A robust and extensible homeserver setup without any magic.

It is designed to be hosted and used only on your local network. Even though being only used on your local network it uses https via a wildcard certificate for everything to avoid browser security warnings and because some services do not work properly without TLS. You can still access from all around the world via a VPN e.g. Tailscale.

Each service is fully contained in a directory. Usually there are at least a docker-compose.yml and an .env.example file. All data is persistet in the service's data/ direcrtory. Traefik is the reverse proxy for all the services. To start a service simply cp .env.example .env edit it to your likes, add the service name to the SERVICES variable in the root .env file and run ./script.sh up -d. This script simply applies all passed parameters to docker compose executed in each service`s directory specified in the .env file.

• server running docker
• domain (get a free one at https://www.freenom.com/)
• DNS A-record wildcard pointing to your servers IP (e.g. 192.168.1.2)

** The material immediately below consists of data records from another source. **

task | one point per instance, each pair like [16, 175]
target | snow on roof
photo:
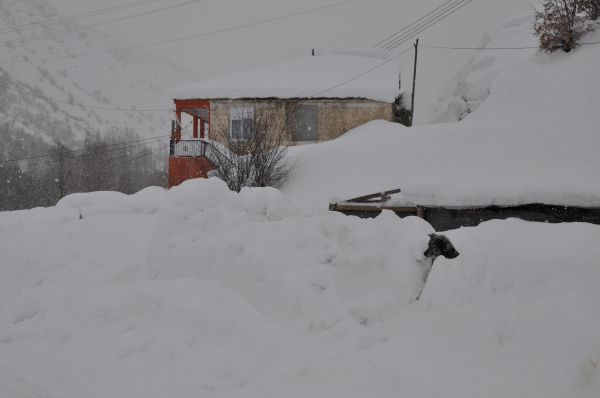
[319, 76]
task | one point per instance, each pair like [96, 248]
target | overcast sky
[360, 23]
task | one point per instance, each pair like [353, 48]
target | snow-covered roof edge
[330, 73]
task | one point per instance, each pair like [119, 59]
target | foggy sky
[361, 23]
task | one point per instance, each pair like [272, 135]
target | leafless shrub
[252, 146]
[562, 23]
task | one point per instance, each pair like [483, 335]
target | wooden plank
[375, 195]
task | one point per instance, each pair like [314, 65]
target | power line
[427, 24]
[363, 73]
[421, 29]
[194, 36]
[380, 43]
[110, 21]
[87, 14]
[499, 48]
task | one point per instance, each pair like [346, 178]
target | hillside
[199, 291]
[49, 94]
[528, 135]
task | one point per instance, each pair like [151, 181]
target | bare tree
[591, 8]
[251, 147]
[561, 24]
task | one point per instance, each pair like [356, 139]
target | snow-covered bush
[562, 23]
[256, 157]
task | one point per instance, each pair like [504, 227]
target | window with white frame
[241, 120]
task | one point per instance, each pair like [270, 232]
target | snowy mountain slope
[531, 137]
[199, 291]
[49, 98]
[523, 84]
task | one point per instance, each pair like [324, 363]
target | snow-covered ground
[203, 292]
[529, 134]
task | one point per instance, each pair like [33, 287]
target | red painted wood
[195, 126]
[182, 105]
[182, 169]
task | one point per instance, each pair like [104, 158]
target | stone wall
[334, 117]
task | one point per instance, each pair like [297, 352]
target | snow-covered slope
[200, 292]
[524, 84]
[46, 92]
[531, 135]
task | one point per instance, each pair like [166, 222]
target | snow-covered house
[328, 93]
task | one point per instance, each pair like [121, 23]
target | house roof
[370, 74]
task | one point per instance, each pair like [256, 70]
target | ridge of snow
[200, 291]
[305, 77]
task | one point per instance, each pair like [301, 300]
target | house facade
[324, 95]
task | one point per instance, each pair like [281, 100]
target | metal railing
[188, 148]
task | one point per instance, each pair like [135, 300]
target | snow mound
[200, 291]
[503, 83]
[529, 135]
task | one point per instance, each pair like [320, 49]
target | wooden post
[412, 100]
[178, 127]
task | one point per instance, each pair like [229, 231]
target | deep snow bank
[529, 135]
[458, 164]
[200, 292]
[522, 84]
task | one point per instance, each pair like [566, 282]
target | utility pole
[412, 100]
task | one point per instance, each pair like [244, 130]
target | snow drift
[200, 291]
[529, 135]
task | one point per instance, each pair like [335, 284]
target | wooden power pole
[412, 100]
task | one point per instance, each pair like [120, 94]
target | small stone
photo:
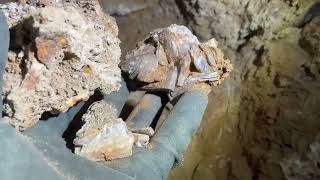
[103, 136]
[141, 139]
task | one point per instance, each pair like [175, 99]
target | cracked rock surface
[60, 53]
[103, 136]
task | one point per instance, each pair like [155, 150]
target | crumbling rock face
[59, 55]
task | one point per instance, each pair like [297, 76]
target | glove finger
[4, 46]
[144, 112]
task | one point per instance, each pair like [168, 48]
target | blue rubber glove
[41, 152]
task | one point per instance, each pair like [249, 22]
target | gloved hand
[41, 152]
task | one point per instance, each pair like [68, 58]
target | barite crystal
[172, 59]
[103, 136]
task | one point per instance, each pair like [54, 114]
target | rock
[141, 139]
[59, 55]
[304, 166]
[171, 58]
[103, 136]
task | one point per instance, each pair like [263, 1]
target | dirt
[267, 111]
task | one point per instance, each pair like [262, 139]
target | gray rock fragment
[59, 55]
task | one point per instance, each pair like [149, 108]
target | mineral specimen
[60, 53]
[172, 57]
[103, 136]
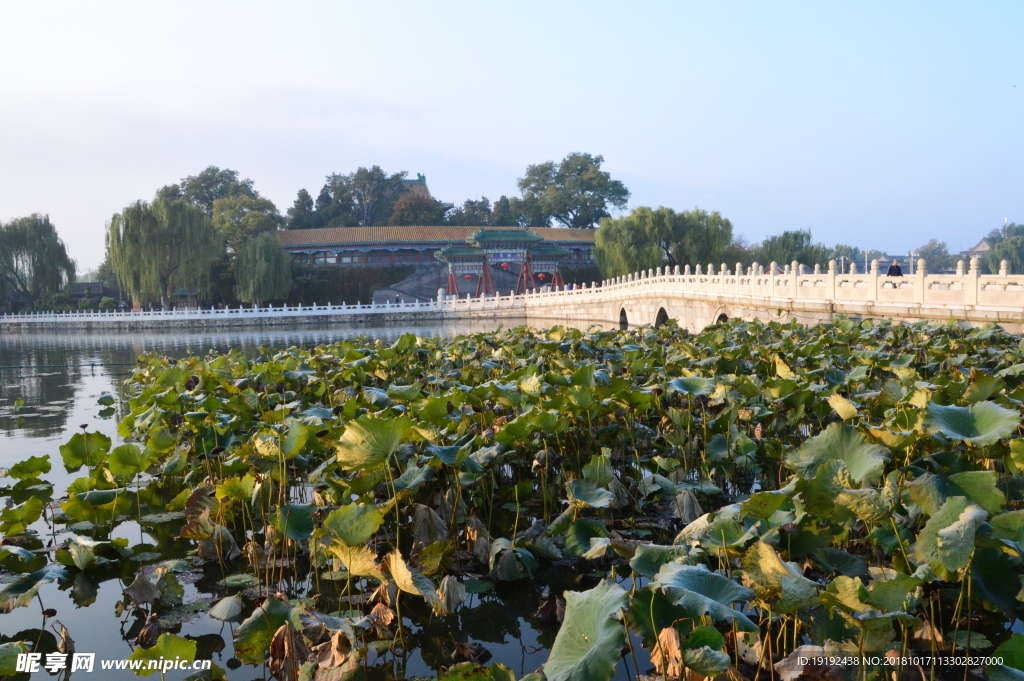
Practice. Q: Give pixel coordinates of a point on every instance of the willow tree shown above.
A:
(34, 261)
(158, 248)
(262, 270)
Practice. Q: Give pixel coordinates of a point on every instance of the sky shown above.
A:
(875, 124)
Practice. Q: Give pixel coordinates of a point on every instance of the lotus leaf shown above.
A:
(947, 539)
(699, 591)
(353, 524)
(984, 423)
(168, 646)
(587, 647)
(841, 442)
(368, 441)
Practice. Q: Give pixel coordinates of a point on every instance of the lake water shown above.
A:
(59, 378)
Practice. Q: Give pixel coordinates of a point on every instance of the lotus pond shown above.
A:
(603, 504)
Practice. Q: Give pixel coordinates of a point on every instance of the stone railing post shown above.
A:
(873, 283)
(973, 283)
(919, 284)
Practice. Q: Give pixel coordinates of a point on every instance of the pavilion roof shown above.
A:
(414, 236)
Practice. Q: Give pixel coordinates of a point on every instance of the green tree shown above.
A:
(205, 188)
(335, 206)
(502, 214)
(414, 208)
(241, 218)
(651, 238)
(471, 213)
(641, 240)
(576, 193)
(374, 194)
(160, 247)
(937, 257)
(1011, 250)
(34, 261)
(262, 270)
(788, 246)
(302, 214)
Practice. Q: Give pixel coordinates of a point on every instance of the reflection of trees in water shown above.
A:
(56, 364)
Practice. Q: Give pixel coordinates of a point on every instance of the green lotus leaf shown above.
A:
(984, 423)
(648, 558)
(358, 560)
(706, 662)
(169, 646)
(30, 468)
(841, 442)
(296, 520)
(692, 385)
(411, 581)
(584, 494)
(353, 524)
(252, 638)
(579, 535)
(16, 519)
(588, 644)
(85, 449)
(699, 591)
(368, 441)
(238, 488)
(776, 582)
(128, 461)
(8, 656)
(227, 609)
(599, 470)
(20, 591)
(763, 504)
(947, 539)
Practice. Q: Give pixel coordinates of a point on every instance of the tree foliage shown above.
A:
(937, 257)
(241, 218)
(1011, 250)
(262, 270)
(414, 208)
(651, 238)
(207, 187)
(34, 261)
(160, 247)
(574, 193)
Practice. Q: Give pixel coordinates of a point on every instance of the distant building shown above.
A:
(381, 246)
(980, 250)
(418, 185)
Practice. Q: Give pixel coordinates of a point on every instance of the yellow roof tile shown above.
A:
(413, 235)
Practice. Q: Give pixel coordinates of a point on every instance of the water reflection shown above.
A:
(59, 376)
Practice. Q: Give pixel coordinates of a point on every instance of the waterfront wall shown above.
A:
(695, 299)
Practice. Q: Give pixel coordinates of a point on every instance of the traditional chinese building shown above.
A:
(513, 249)
(379, 246)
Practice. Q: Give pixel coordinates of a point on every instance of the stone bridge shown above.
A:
(694, 299)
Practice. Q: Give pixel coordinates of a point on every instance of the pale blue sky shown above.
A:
(878, 125)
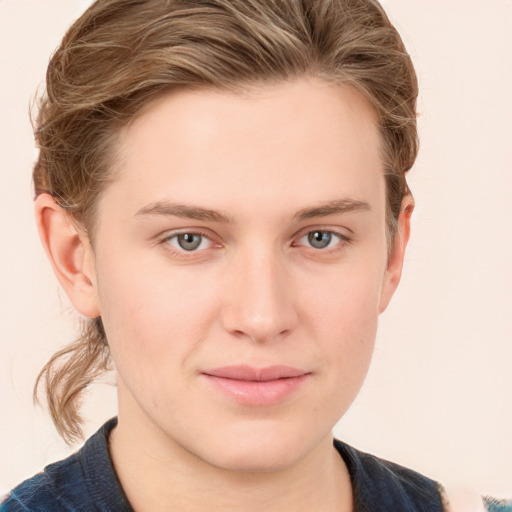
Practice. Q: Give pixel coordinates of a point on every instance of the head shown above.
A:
(126, 67)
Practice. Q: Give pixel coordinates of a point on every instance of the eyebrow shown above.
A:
(183, 210)
(166, 208)
(336, 207)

Not all DNS providers support wildcard A-records, https://www.digitalocean.com/ does. Sign up and point your domain's NS-records to digitalocean's nameservers. It is free.

cp .env.example .env
cd services/traefik
cp .env.example .env

Change the DOMAIN in .env and edit DOMAIN, ACME_EMAIL and DO_AUTH_TOKEN in services/traefik/.env. You can get a DO_AUTH_TOKEN here https://cloud.digitalocean.com/account/api/tokens

To test if you can get a certificate from letsencrypt uncomment the line about the staging server in services/traefik/docker-compose.yml by removing the # sign.

Run

docker network create dirtybit
./script.sh up -d

wait till all images are pulled, build and a certificate retrieved. Then you can access nextcloud and gogs via your browser. If your browser warns you about an unknown certificate authority accept the risk because you know it is a staging certificate or maybe a self signed certificate from traefik. In the latter case you still need to wait a minute till your letsencrypt certificate is issued or you have an error somewhere. Check docker compose logs -f traefik to view the logs of traefik. If everything worked alright, just comment out the one line in traefik's docker-compose.yml and run the script again to get a valid certificate.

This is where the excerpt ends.